RF mic manufacturers offer equipment that operates in the 902-928 MHz, 2.4 GHz and 5 GHz ISM, and DECT bands, and the FCC has expanded access to 944-952 MHz and 1435-1525 MHz, with certain restrictions. Alteros has released a product that works in the unlicensed 6.5 GHz UWB band. Operators need to think about putting less critical elements into frequencies that are not in the TV spectrum, she said.

Congress has already mandated the auction of another 255 MHz of spectrum below 6 GHz, so there are more changes coming, warned Green.

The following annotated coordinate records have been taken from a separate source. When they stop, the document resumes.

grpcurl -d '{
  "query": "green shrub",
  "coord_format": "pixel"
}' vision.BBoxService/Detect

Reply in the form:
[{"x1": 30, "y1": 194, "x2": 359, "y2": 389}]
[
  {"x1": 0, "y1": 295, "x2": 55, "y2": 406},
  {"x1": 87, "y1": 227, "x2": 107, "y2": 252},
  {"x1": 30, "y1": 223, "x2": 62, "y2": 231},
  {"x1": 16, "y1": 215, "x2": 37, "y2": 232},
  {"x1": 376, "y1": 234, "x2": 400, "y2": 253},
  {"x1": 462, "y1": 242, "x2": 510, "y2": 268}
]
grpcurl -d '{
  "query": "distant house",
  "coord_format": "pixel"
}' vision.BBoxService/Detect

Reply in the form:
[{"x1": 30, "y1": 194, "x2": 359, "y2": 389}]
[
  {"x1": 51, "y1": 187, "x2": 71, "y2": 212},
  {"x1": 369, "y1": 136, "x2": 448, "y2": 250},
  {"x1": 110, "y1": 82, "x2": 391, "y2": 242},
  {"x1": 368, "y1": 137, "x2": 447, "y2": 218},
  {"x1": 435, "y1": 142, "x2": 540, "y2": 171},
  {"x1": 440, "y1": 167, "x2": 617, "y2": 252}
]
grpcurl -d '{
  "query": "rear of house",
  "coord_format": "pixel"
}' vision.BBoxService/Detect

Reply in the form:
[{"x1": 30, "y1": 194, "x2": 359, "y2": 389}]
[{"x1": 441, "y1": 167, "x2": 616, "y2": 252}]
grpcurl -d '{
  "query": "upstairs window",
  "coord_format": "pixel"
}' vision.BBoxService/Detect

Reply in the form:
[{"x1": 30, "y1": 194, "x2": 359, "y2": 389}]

Rob France, Sr. Marketing Manager, Dolby Labs, noted that, while people at the NAB Show are talking about implementing Dolby Atmos in broadcast, BT Sports in the UK is producing an average of two Atmos shows a week, covering soccer and boxing. There are three OB companies each with an Atmos-capable truck, he said, and eight more Atmos trucks are in the planning stages in Europe and China.

France went into detail about the challenges and workflows of live Dolby Atmos broadcast productions. Where Dolby Atmos broadcasts go next will be driven by the value to BT, he said. The UEFA Champions League final in the UK, at which there will be 30 OB trucks from international broadcasters including ESPN and Fox, will be the first live production where BT will make Dolby Atmos available to other broadcasters.

Jim Starzynski, speaking as chairman of the ATSC’s S34-2 technical group, reported that the group has standardized Dolby AC-4 and MPEG-H under three different papers. Korean broadcasters will go on-air using ATSC 3.0 and MPEG-H next month. Their US counterparts will begin experiments with AC-4 as soon as they are able, he said.

Switching hats, Starzynski, also chair of the AES Group for On-Line Loudness Guidelines, offered a progress report on the draft process. The group’s goal is simple, he said: take what was learned from establishing the DTV loudness guidelines and apply that to OTT. The difference is that the OTT loudness guidelines will take into consideration the behavior of mobile and fixed devices, he said.

Karl Malone, Director and Sound Designer, NBC Sports & Olympics, presented a recap of the Rio Olympics and a preview of the 2018 Winter Olympics in South Korea. Production in Rio encompassed more than 2,000 hours of Olympic coverage across 11 NBC Universal networks. NBC’s digital platforms streamed 4,500 hours of coverage, including every second of live competition.

While MADI was used in the control room in Rio, Dante IP networking was a huge success for his operation, said Malone, especially the AoIP-enabled RTS Omneo comms panels. Analog fell out of use for his operations two years ago, said Malone, who predicted that there will be almost no copper cables at the International Broadcast Center in Korea.

A final panel, featuring representatives from content producers, OTA and OTT distributors and manufacturers, weighed in on the potential for Dolby Atmos delivery. Hearing “Saturday Night Live” in Atmos was “mindblowing,” said Stacey Foster, President, Production Services, Broadway Video and Coordinating Producer for SNL. The show will be produced in 4K, HDR and Dolby Atmos beginning fall 2018, he said.

The competitive nature of content providers will ultimately drive the availability of immersive audio programming, the panel agreed. Terry Douds, Vice Broadcast Operations Supervisor at WOUB Public Media, offered a cautious note: consumers in rural areas are still listening in stereo and over-the-air.

Malone, who earlier reported that NBC Sports & Olympics produced the opening ceremonies in Rio in Dolby Atmos, shared that he would like to push the immersive format for sports broadcasts. While consumer uptake is something of an unknown, soundbars are going to help deliver Dolby Atmos in the living room, he suggested.